Le 2 mars, à deux heures de l'après-midi, il se fit tout à coup un grand mouvement sur le pont, et toutes les lorgnettes se dirigèrent à gauche vers une espèce de roche nue, à fleur d'eau, sans végétation et sans habitans. Je demandai le nom de cet îlot sauvage. C'était Sombrero, l'avant-garde des Iles-Vierges, le premier piton de cette chaîne de volcans sous-marins qui se prolonge si régulièrement du nord au sud jusqu'à la Trinidad, et dont les larges sommets ont pour couronnement les Petites-Antilles. A six heures, une silhouette de montagne aplatie se dessina au sud-ouest. La nuit arrivait rapidement. Peu à peu la silhouette se rapprocha. A notre droite se développait un rideau de collines abruptes. Nous côtoyions le groupe stérile des Iles-Vierges, et nous cherchions impatiemment dans ces masses noires le phare qui devait nous signaler le port. Enfin, au dernier moment, la lune illumina notre route.
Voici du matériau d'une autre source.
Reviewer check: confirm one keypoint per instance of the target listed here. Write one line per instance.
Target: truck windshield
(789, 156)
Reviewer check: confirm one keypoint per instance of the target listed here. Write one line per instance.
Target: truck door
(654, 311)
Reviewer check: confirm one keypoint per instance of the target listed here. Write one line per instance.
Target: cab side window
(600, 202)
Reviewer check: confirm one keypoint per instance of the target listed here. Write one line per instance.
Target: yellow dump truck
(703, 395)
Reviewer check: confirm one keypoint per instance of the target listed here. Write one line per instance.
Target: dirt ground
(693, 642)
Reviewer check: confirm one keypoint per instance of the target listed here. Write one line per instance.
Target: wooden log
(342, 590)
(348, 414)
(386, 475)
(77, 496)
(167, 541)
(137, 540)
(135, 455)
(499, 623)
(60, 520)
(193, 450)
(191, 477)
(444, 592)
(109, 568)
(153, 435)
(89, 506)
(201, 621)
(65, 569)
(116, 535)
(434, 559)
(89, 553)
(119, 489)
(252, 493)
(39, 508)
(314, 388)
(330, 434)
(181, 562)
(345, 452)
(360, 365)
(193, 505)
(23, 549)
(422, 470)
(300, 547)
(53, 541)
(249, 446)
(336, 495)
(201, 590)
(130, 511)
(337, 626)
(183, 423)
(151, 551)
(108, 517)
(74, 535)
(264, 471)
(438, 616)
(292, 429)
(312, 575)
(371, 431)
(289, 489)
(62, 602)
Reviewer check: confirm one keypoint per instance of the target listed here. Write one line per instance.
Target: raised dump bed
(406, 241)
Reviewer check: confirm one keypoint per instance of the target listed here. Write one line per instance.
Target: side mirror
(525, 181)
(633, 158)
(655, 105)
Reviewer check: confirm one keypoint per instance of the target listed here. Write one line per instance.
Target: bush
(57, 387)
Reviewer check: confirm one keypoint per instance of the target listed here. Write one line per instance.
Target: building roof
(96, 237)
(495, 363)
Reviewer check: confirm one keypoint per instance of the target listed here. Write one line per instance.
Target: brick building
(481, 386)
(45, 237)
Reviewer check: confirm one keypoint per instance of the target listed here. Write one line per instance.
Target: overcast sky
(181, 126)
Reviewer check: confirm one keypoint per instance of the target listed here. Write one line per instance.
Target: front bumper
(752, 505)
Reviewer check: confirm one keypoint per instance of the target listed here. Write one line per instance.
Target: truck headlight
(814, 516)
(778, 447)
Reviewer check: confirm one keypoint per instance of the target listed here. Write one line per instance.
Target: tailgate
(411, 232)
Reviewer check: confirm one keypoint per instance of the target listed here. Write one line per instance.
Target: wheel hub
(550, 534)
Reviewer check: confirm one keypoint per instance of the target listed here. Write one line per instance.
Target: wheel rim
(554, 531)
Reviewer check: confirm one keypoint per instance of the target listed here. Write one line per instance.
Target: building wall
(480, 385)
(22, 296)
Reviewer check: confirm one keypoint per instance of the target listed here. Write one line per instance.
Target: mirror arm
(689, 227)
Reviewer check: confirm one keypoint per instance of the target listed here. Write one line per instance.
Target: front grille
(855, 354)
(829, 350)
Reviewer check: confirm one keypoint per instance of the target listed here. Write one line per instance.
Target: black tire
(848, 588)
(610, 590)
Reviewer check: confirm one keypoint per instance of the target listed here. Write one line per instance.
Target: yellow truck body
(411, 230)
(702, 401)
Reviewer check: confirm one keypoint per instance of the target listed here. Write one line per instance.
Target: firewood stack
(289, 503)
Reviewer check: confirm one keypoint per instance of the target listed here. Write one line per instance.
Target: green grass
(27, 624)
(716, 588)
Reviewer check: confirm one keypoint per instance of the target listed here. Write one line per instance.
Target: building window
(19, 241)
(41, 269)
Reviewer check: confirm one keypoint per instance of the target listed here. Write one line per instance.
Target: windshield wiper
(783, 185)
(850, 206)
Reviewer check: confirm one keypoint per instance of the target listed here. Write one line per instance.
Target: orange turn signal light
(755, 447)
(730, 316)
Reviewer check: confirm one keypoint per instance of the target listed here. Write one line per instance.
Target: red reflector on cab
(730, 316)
Nous doublâmes un rocher solitaire qui se dressait devant nous comme le gardien muet de la passe. Le navire marcha encore quelques minutes au milieu d'un silence profond, puis une fusée enflammée s'élança de l'avant. Une autre fusée lui répondit de terre. On nous avait reconnus. L'Atrato tira son coup de canon d'arrivée, tandis que des feux errans semblaient se multiplier sur la plage, et quelques instans après, à neuf heures et demie du soir, il était deux heures du matin à Paris, l'écroulement des chaînes de l'ancre nous annonça que nous étions mouillés dans la rade de Saint-Thomas.

[ocr errors]

Le lendemain, à cinq heures, j'étais debout sur le pont, une lorgnette à la main, attendant le lever du soleil et jouissant déjà d'une température digne de l'Éden. Je savais, sur la foi des géographes, que Saint-Thomas n'était qu'un écueil aride dont le Danemark avait fait une station commerciale importante par une simple déclaration de franchise de droits. Cette île était même restée dans mes souvenirs d'économiste comme un exemple péremptoire de ce que peut la liberté pour créer la richesse naturellement là où elle ne saurait exister; mais j'étais loin de m'attendre à un tableau riant sur une plage que je supposais ingrate et désolée. Quelle ne fut pas ma surprise d'embrasser une enceinte circulaire d'un vert de mousse, au fond de laquelle se dressait une véritable cité orientale, distribuée et coloriée comme un décor! L'entrée de la baie regarde le sud, ce qui nous avait forcés de faire le demi-tour de l'île pour y arriver, et

la ville est adossée au nord contre la montagne principale, du haut de laquelle on découvre l'Atlantique et la route que nous venions de parcourir. Qu'on imagine trois amphithéâtres de maisons étagées sur trois mamelons d'égale hauteur, réunis par une ligne de toits rangés le long de la mer. Les maisons, blanches ou jaunes, sans cheminées, étaient presque toutes entourées de galeries et uniformément couvertes de tuiles rouges. Des panaches de cocotiers semés cà et là mêlaient leur vert de prairie à ces couleurs vivantes. Au bas de la colline de droite où j'apercevais l'embarcadère, un petit fort surmonté du drapeau danois, une croix blanche sur un fond rouge, s'avançait dans la mer comme une sentinelle, muni d'une batterie de canons à fleur d'eau. Ce fort contenait une garnison de cent cinquante soldats commandés par un capitaine, force plus que suffisante pour garder une possession que personne ne convoite, parce que tout le monde en profite (1). La demeure du gouverneur danois couronnait le mamelon du milieu et attirait l'attention par son blanc péristyle ionien, encadré dans un fouillis d'arbustes à fleurs éclatantes. M. Berg, qui occupait alors cette magistrature, dominait de ce point la ville et la rade, et pouvait même communiquer par des signaux avec la délicieuse colonie de Sainte-Croix, le siége de son gouvernement général, dont on apercevait au sud les montagnes bleuâtres.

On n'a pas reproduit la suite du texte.